Mereka tetap bersama hingga Jerman menyerah, bom atom dijatuhkan, dan para diplomat menyusun rencana perdamaian.
Tidak ada tahanan Jerman yang bisa mendapatkan visa dan tinggal di AS setelah perang. Satu-satunya cara adalah: Friedrich harus menjadi ayah dari anak Amerika Elinor. Tepat sebelum kembali ke Eropa pada 1946, Elinor hamil. Ia menyembunyikan kehamilannya hingga masa-masa terakhir pelayanan militer, sebelum akhirnya kembali ke Massachussetts untuk melahirkan.
“Kamu adalah bagian dari hidupku. Aku sangat membutuhkanmu,” tulis Friedrich dalam suratnya, pada masa perpisahan sementara dengan Elinor.
Saat bayi mereka, Stephen, lahir, rencananya berhasil. Dengan sertifikat kelahiran Stephen, Friedrich akhirnya mendapat visa tinggal di AS.
Pada 26 Juni 1947, beberapa hari setelah Friedrich sampai di AS, pasangan ini menikah di New York. Friedrich mengubah namanya menjadi “Frederick” sebagai penanda untuk memulai hidup baru di AS.
Namun, memiliki rumah di lingkungan masyarakat yang fanatik ternyata lebih sulit dari menjalani hubungan terlarang di zaman perang. Selama satu dekade ke depan, Frederick dan Elinor harus melintasi dua benua untuk mencari komunitas yang bisa menerima keluarga ras campuran mereka.

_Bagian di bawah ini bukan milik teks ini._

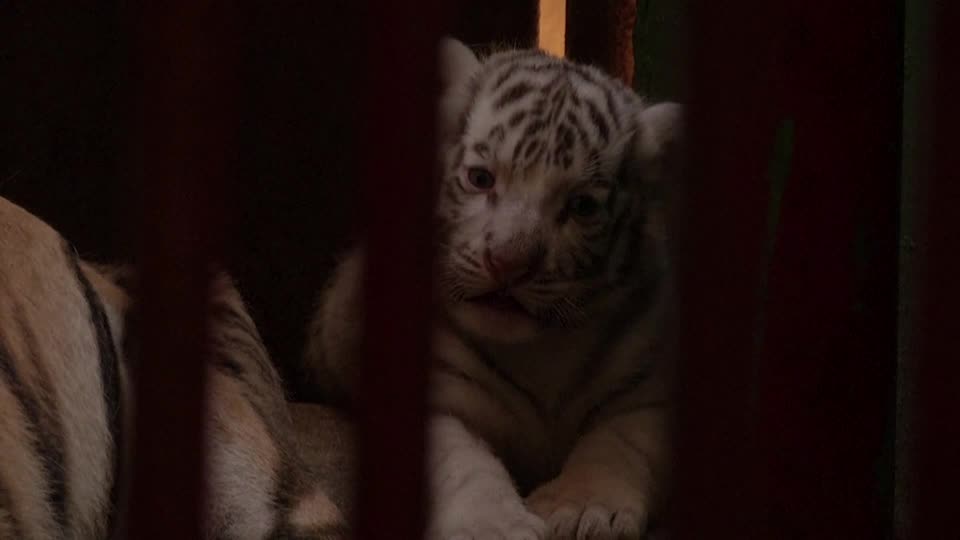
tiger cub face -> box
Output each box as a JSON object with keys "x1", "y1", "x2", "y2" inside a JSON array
[{"x1": 435, "y1": 39, "x2": 682, "y2": 344}]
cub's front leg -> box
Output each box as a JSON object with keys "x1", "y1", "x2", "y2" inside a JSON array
[
  {"x1": 526, "y1": 407, "x2": 668, "y2": 540},
  {"x1": 427, "y1": 414, "x2": 545, "y2": 540}
]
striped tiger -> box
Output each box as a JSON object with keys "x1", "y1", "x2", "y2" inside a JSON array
[
  {"x1": 0, "y1": 195, "x2": 346, "y2": 539},
  {"x1": 304, "y1": 38, "x2": 682, "y2": 539}
]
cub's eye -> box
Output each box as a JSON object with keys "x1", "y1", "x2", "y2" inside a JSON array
[
  {"x1": 466, "y1": 167, "x2": 496, "y2": 190},
  {"x1": 568, "y1": 194, "x2": 601, "y2": 219}
]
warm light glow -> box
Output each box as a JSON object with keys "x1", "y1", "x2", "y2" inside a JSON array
[{"x1": 538, "y1": 0, "x2": 566, "y2": 57}]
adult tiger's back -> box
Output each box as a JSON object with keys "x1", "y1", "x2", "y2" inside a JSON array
[
  {"x1": 0, "y1": 196, "x2": 129, "y2": 538},
  {"x1": 0, "y1": 196, "x2": 349, "y2": 539}
]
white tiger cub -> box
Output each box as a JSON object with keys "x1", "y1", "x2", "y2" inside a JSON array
[
  {"x1": 0, "y1": 195, "x2": 345, "y2": 539},
  {"x1": 305, "y1": 39, "x2": 682, "y2": 539}
]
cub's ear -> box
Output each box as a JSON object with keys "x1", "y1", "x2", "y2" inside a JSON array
[
  {"x1": 437, "y1": 37, "x2": 481, "y2": 142},
  {"x1": 632, "y1": 102, "x2": 684, "y2": 185},
  {"x1": 439, "y1": 37, "x2": 480, "y2": 91}
]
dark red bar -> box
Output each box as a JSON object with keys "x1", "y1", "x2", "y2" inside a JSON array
[
  {"x1": 354, "y1": 3, "x2": 448, "y2": 539},
  {"x1": 913, "y1": 2, "x2": 960, "y2": 538},
  {"x1": 565, "y1": 0, "x2": 637, "y2": 83},
  {"x1": 752, "y1": 3, "x2": 901, "y2": 536},
  {"x1": 671, "y1": 3, "x2": 780, "y2": 538},
  {"x1": 675, "y1": 2, "x2": 900, "y2": 539},
  {"x1": 125, "y1": 2, "x2": 238, "y2": 538}
]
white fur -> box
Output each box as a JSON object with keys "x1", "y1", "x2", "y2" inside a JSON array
[
  {"x1": 438, "y1": 38, "x2": 482, "y2": 142},
  {"x1": 205, "y1": 372, "x2": 280, "y2": 540},
  {"x1": 426, "y1": 415, "x2": 545, "y2": 540},
  {"x1": 0, "y1": 196, "x2": 116, "y2": 538},
  {"x1": 288, "y1": 487, "x2": 343, "y2": 531}
]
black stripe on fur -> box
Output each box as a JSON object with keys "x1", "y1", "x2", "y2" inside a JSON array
[
  {"x1": 12, "y1": 308, "x2": 68, "y2": 533},
  {"x1": 0, "y1": 341, "x2": 30, "y2": 539},
  {"x1": 0, "y1": 327, "x2": 67, "y2": 535},
  {"x1": 65, "y1": 244, "x2": 124, "y2": 538}
]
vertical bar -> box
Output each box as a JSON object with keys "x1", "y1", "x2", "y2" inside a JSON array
[
  {"x1": 125, "y1": 2, "x2": 237, "y2": 538},
  {"x1": 913, "y1": 1, "x2": 960, "y2": 538},
  {"x1": 675, "y1": 1, "x2": 901, "y2": 538},
  {"x1": 752, "y1": 3, "x2": 901, "y2": 536},
  {"x1": 565, "y1": 0, "x2": 637, "y2": 83},
  {"x1": 671, "y1": 3, "x2": 779, "y2": 538},
  {"x1": 894, "y1": 0, "x2": 929, "y2": 534},
  {"x1": 354, "y1": 2, "x2": 447, "y2": 539}
]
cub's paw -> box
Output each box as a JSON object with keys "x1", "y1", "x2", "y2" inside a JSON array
[
  {"x1": 526, "y1": 470, "x2": 649, "y2": 540},
  {"x1": 428, "y1": 497, "x2": 546, "y2": 540}
]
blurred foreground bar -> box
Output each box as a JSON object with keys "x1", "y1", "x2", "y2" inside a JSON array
[
  {"x1": 125, "y1": 1, "x2": 238, "y2": 538},
  {"x1": 674, "y1": 1, "x2": 901, "y2": 538},
  {"x1": 354, "y1": 2, "x2": 448, "y2": 539},
  {"x1": 913, "y1": 1, "x2": 960, "y2": 538}
]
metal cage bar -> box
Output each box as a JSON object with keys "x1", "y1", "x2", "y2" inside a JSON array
[
  {"x1": 353, "y1": 2, "x2": 449, "y2": 539},
  {"x1": 674, "y1": 2, "x2": 901, "y2": 538},
  {"x1": 671, "y1": 3, "x2": 780, "y2": 536},
  {"x1": 124, "y1": 2, "x2": 239, "y2": 538},
  {"x1": 913, "y1": 1, "x2": 960, "y2": 538}
]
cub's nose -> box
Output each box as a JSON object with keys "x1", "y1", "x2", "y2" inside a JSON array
[{"x1": 483, "y1": 247, "x2": 542, "y2": 286}]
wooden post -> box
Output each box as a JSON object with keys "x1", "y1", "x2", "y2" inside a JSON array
[
  {"x1": 125, "y1": 1, "x2": 237, "y2": 538},
  {"x1": 674, "y1": 2, "x2": 901, "y2": 538},
  {"x1": 354, "y1": 2, "x2": 448, "y2": 539}
]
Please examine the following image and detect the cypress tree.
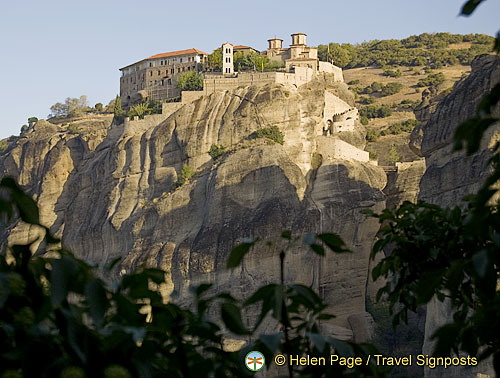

Di Boston, seorang tuan tanah mengusir mereka setelah beberapa tetangga merasa keberatan tinggal di dekat mantan tentara Nazi. Sementara yang lainnya, tidak mau ada wanita kulit hitam di lingkungannya.
Di Pennsylvania, Stephen dipaksa masuk sekolah dasar terpisah, meski hukum negara melarangnya.
Saat tinggal di Göttingen, Jerman, Frederick bekerja di perusahaan batu bata milik ayahnya. Namun, perilaku rasis dari ibu Frederick, memaksa mereka pergi dari sana. Sang ibu sering kali mencemooh Elinor dengan mengatakan: “Mengapa anakku tidak bisa menikahi wanita berkulit putih?”.
Baca juga: Mengintip Arsip Sejarah Transportasi Yogyakarta Tempo Dulu
Pada akhirnya, keluarga kecil mereka menemukan rumah di Village Creek, Norwalk, Connecticut, dan menetap selamanya di sana.
Frederick mengubah pengalamannya di tahanan menjadi karir. Ia menjabat sebagai wakil presiden di Pepperridge Farm dan bertanggung jawab untuk eksperimen resep di dapur. Salah satu produk unggulannya adalah pai apel yang terinspirasi dari strudel spesial yang dibuat Frederick untuk Elinor, bertahun-tahun lalu.
Frederick meninggal di usia ke-75 pada 2001. Dan Elinor menyerah pada kanker saat umurnya berusia 84 pada 2005. “Mereka saling mencintai sampai ajal menjemput,” ujar Chris, anak kedua Frederick dan Elinor.